Bledsoe, who in Dallas' season opener was undone by Jacksonville, again was exposed by a good defense. Philadelphia harassed him into going 18-of-38 for 223 yards, three interceptions, one lost fumble and seven sacks. He topped that off by having an interception returned 102 yards by cornerback Lito Sheppard with 16 seconds left in the game.
While Owens is doing his best to play the role of good soldier, the "dissatisfied diva" in him was on display. There were a few instances when he lashed out at teammates and Cowboys personnel or sat on the bench looking frustrated. Somewhere along the line, there's going to be hell to pay, particularly after Owens was shown up so badly by McNabb in a game Owens admitted he had circled on the calendar.
For now, however, Owens did his best to stand behind Bledsoe.
"I think, as an offensive unit, we're letting ourselves down," Owens said when asked about Bledsoe. "I'm just out there doing my job. I'm not trying to point any fingers at anybody. Like I said, we win together, we lose together. I'm not going to sit up here and point a finger so you guys can create a story."
As McNabb and Jeff Garcia will tell most people, having Owens stand behind you is not necessarily the safest thing in the world.
McNabb didn't go there on Sunday. He was obviously happy but remained diplomatic.
"I don't talk about it unless I'm asked," McNabb said when asked about Owens. "I've always said that this is a total team game. It's not T.O. vs. Donovan."
McNabb also did his best to look ahead. In fact, he was almost visionary in this game. Midway through the third quarter, the Eagles had a first down at their own 13-yard line. McNabb anticipated the moment beautifully.
In the huddle, McNabb told Baskett to look for a cornerback blitz. If it happened, Baskett should just keep running deep and get past the safety as fast as possible. It happened just that way.
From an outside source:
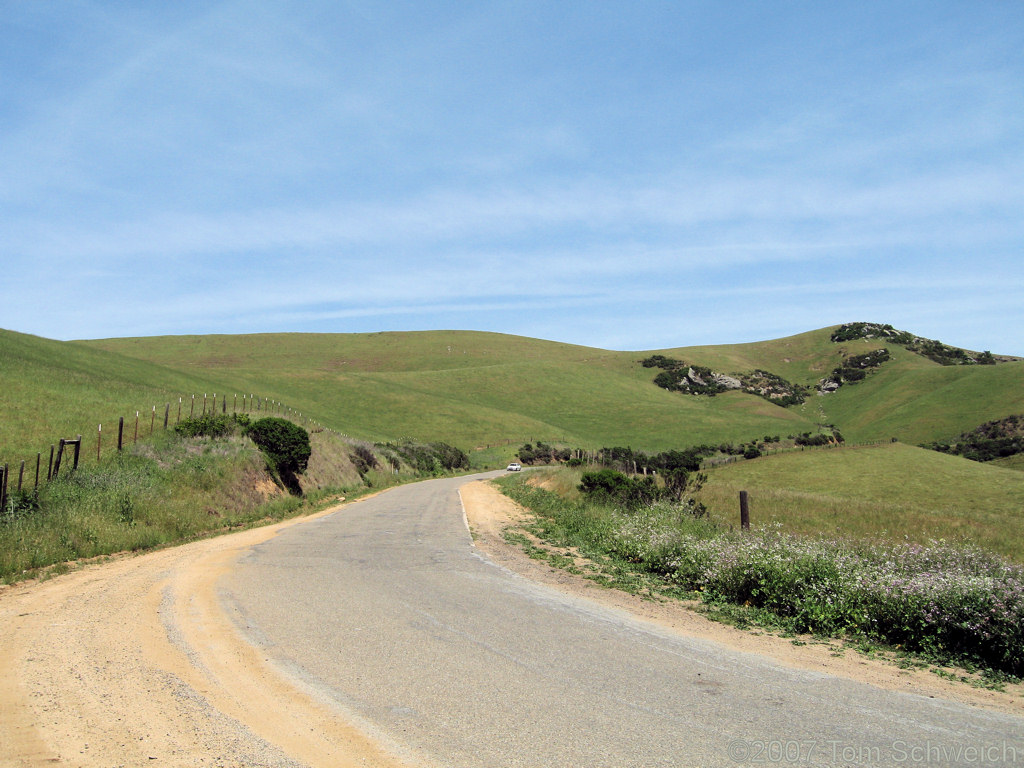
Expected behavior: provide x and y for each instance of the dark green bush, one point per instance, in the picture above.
(619, 488)
(286, 443)
(364, 459)
(429, 458)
"That man is so smart, he can figure out stuff that NASA scientists can't think about," Baskett said. "It was like he was psychic … it's scaring me just thinking about it."
But McNabb's anticipation was just one aspect of the play. He adroitly stepped up in the pocket away from defensive lineman Greg Ellis. He then stopped on a dime to fire the pass with a defender coming at him from the front. And hit Baskett in stride.
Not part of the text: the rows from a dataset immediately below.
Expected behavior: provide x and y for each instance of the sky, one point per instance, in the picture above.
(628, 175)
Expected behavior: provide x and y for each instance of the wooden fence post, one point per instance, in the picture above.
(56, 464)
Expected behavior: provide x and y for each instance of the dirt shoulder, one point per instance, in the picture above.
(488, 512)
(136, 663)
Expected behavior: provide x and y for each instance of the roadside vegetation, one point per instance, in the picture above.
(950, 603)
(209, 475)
Later, after Dallas had tied the game at 24, McNabb again showed his deft touch on the long ball. The Eagles had a first down at the Dallas 40 with 9:21 remaining in the game. Dallas expected Philadelphia to milk the clock by running.
Philadelphia took advantage of that expectation. McNabb handed off to running back Correll Buckhalter, who then lateraled it back to McNabb. The Dallas safeties bit just enough on the play to allow Brown to get behind the defense.
McNabb lobbed the ball perfectly for Brown, whose touchdown gave the Eagles the lead for good. It also gave McNabb 11 touchdown passes and only one interception through five games. While the 4-1 Eagles do have flaws – their running game is anything but bullish right now – they do have McNabb playing at a stunning level.
"It's like he's hitting three-pointers from halfcourt all game," Baskett said. "He's unreal."